/ 5 September 2006

African brain drain

Southern Africa’s public health services are in a state of emergency. Bad pay and working conditions, plus the impact of HIV/Aids, are bleeding the system of its most valuable resource: people. With the cost of training a general practice doctor estimated to be $60 000, and that of training a medical auxiliary at $12 000, the African Union estimates that low-income countries subsidise high-income countries to the tune of $500million a year through the loss of their health workers.

Since 2000 in Malawi, more than 100 nurses have applied each year for registration to work abroad. Others have gone abroad without paperwork, and more still have left to work in private clinics or for NGOs in Malawi. With 28,6 nurses per 100 000 people, the country has one of the worst nurse-to-patient ratios in Africa. In Zimbabwe, Botswana, South Africa, Namibia and Zambia nurses are moving out at a similar rate.

“We have become a training ground for other countries,” said Martin Mwalukanga, clinical officer in charge at the Ngwerere rural health centre. “If I was given the chance to work overseas where I would be adequately remunerated, then I would definitely go.”

Not all head north. Namibia imports nurses from Kenya, and South Africa draws large numbers of healthcare workers from the region.

African governments are doing what they can to plug the exodus. In Malawi, for example, the Ministry of Health has designed a $278million “emergency human resources programme”. It includes a salary “top-up” of 50% for essential health staff, supported by funds from the British government, and the provision of emergency “stop-gap” volunteer doctors and nurse tutors from overseas.

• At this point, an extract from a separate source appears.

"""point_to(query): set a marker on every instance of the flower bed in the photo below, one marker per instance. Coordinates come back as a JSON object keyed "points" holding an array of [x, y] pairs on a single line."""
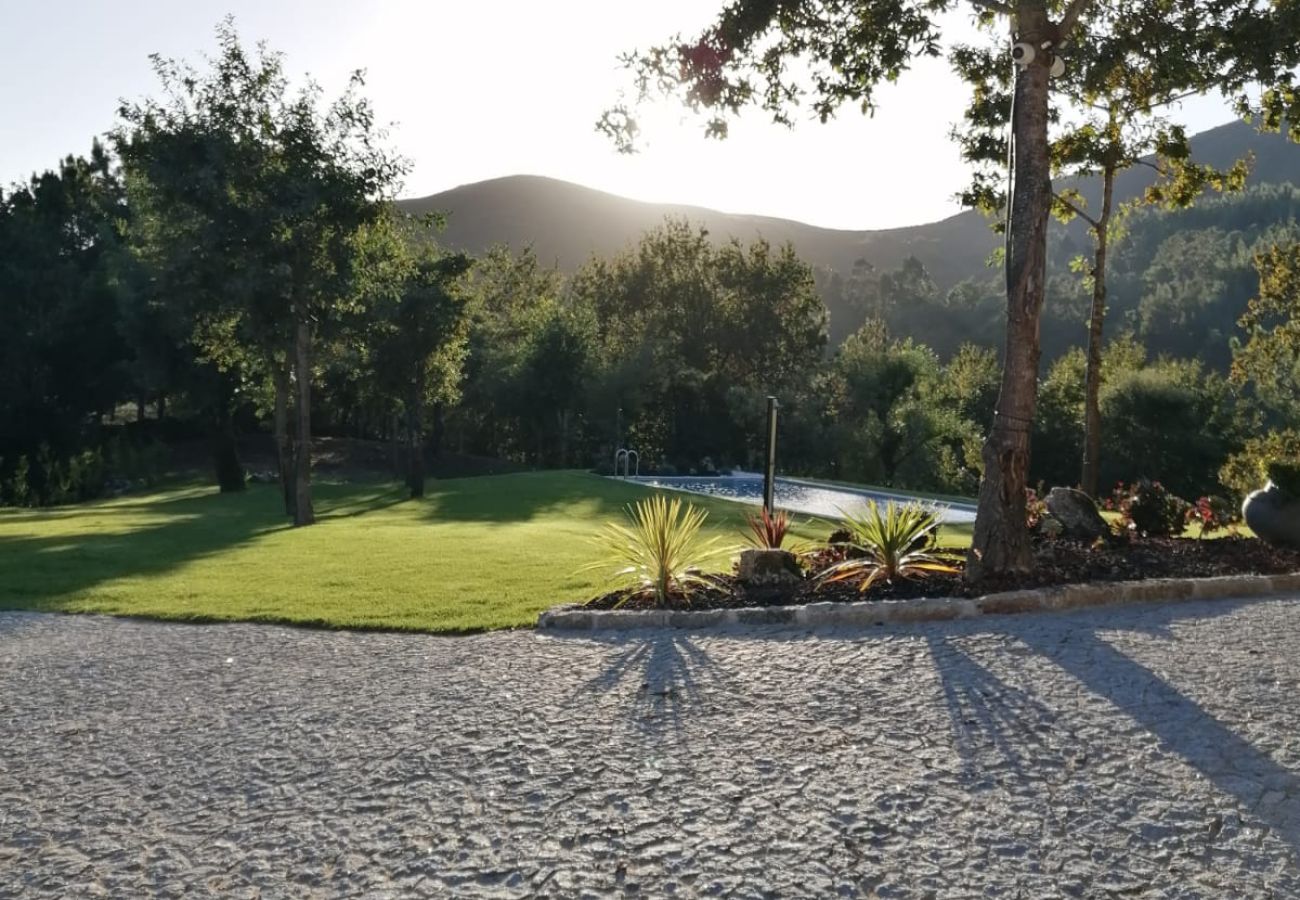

In Zambia, medical personnel working in rural areas get a hardship allowance — although Alex Mulala, a clinical officer at the Chipapa rural health clinic, says even with the allowance the salary is “a mockery”. He adds: “The government knows that the money we are getting is peanuts. It can’t see you from month-end to month-end.”

In May this year, the Jesuit College for Theological Reflection in Lusaka calculated that the monthly cost of basic needs for a family of six to survive is 1,4million kwacha ($410). An average nurse’s salary is 1,2million kwacha ($351).

But salaries are not everything, said Ibrahim Idana, director of the Queen Elizabeth Central Hospital in Blantyre, Malawi. “The most obvious reason for leaving is that their remuneration is not big enough. They’re told, ‘Don’t worry, you’ll get retirement packages.’ Malawian life expectancy is 37, but the retirement age is 65 — who’s going to live to be 65? People want to live a happy life now.”

In the meantime, northern countries continue to proactively recruit health workers from poor countries to prop up their own public services. One in four doctors in Canada and the United States is from overseas. And while the British government spends millions to top up health worker’s salaries in Malawi, it simultaneously recruits nearly one-third of its doctors from overseas — many from Malawi and other English-speaking African countries.

HIV/Aids redoubles the challenge. Africa is likely to lose 20% of its health workers to the disease in the coming years, with those remaining facing increasing workloads and stress. This undermines efforts to expand the provision of anti-retroviral treatment to people living with HIV and Aids. “As much as we want to scale up, there are no bodies,” said Biswick Mwale, head of Malawi’s National Aids Commission. “People can’t translate money into action when there are no people.”